The use of Family Partnership Foundations as an alternative to Trusts

For decades, trust arrangements have been used within families as a vehicle to protect assets (or individuals) and to pass down family wealth. HMRC has become increasingly aggressive in its approach to trusts in its belief that these are used primarily for tax avoidance purposes. Family Limited Partnerships (FLPs) and foundations are becoming increasingly popular alternatives to trusts.

An FLP is a limited partnership vehicle which can be used to hold investments/assets for the family. It is comprised of a general partner, who is responsible for the management of the partnership (usually a parent) and limited partners (usually 2nd or 3rd generation) who are not allowed to be involved in the management of the partnership. For income tax and capital gains tax, FLPs are transparent; thus the tax liability is charged on the partners at their marginal rates which could be considerably lower than those within a trust.

For Inheritance Tax purposes a gift to a limited partner’s capital account or a gift of an FLP interest, is a potentially exempt transfer and as such no Inheritance Tax charge arises if the donor survives 7 years from the transfer. In addition, the assets held within the FLP will not be subject to Inheritance Tax charges (like some trusts) although the value of the partnership interest will be within the limited partner’s own estate.

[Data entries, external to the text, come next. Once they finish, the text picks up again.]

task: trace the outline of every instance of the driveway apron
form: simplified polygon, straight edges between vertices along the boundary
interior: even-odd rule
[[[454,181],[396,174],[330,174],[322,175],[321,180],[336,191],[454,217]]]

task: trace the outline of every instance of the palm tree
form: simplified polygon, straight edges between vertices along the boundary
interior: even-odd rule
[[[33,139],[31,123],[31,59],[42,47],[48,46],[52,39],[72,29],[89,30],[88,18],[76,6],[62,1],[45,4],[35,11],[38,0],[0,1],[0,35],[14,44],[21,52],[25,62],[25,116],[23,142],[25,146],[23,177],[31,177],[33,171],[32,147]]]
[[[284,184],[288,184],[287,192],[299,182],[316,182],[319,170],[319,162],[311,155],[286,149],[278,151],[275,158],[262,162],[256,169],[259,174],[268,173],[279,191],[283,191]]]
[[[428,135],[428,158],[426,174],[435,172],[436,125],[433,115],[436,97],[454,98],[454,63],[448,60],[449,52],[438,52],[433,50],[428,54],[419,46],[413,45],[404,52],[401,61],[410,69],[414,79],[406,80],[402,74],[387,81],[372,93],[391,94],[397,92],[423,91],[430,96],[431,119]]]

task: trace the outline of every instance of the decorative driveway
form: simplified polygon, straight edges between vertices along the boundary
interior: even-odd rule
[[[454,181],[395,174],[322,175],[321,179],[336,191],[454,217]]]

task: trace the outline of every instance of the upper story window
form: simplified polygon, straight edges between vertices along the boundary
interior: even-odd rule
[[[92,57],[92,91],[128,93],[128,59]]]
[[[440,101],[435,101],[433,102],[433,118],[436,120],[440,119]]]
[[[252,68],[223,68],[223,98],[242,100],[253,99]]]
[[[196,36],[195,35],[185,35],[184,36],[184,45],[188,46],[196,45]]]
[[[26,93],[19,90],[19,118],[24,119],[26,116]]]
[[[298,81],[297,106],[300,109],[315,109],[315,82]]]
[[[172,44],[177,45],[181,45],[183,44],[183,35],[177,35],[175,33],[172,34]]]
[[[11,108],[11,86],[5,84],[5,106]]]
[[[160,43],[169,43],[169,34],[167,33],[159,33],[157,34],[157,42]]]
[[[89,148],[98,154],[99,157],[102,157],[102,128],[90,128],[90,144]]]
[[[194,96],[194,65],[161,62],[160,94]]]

A foundation is another structure which can be used as an alternative to the trust. Foundations are not a new concept but seem to have become more popular recently. Where a trust relies on a transfer of control over assets to the trustees, a foundation is a blend of a company and trust, which allows the founder to exert a significant degree of control over the foundation and its assets.

A foundation does not have shareholders or directors but instead has a management committee (who are appointed by the founder) which is responsible for running the foundation. It does not need to have beneficiaries but if the founder wants to have beneficiaries, he can choose who should benefit and specify the terms of benefit. In addition, the beneficiaries of a foundation do not have the same rights to information that a beneficiary of a trust has.

In respect of the tax position, it is not clear how HMRC will approach foundations. As they are a blend of a trust and a company, it is yet to be seen whether HMRC will tax them as a trust or a company. However, an individual seeking to set up a foundation will be doing so, not for tax planning purposes, but to assist with wealth protection, estate planning, succession and confidentiality. Depending on what you or your family are seeking to achieve, there are many different structures available to meet your objectives.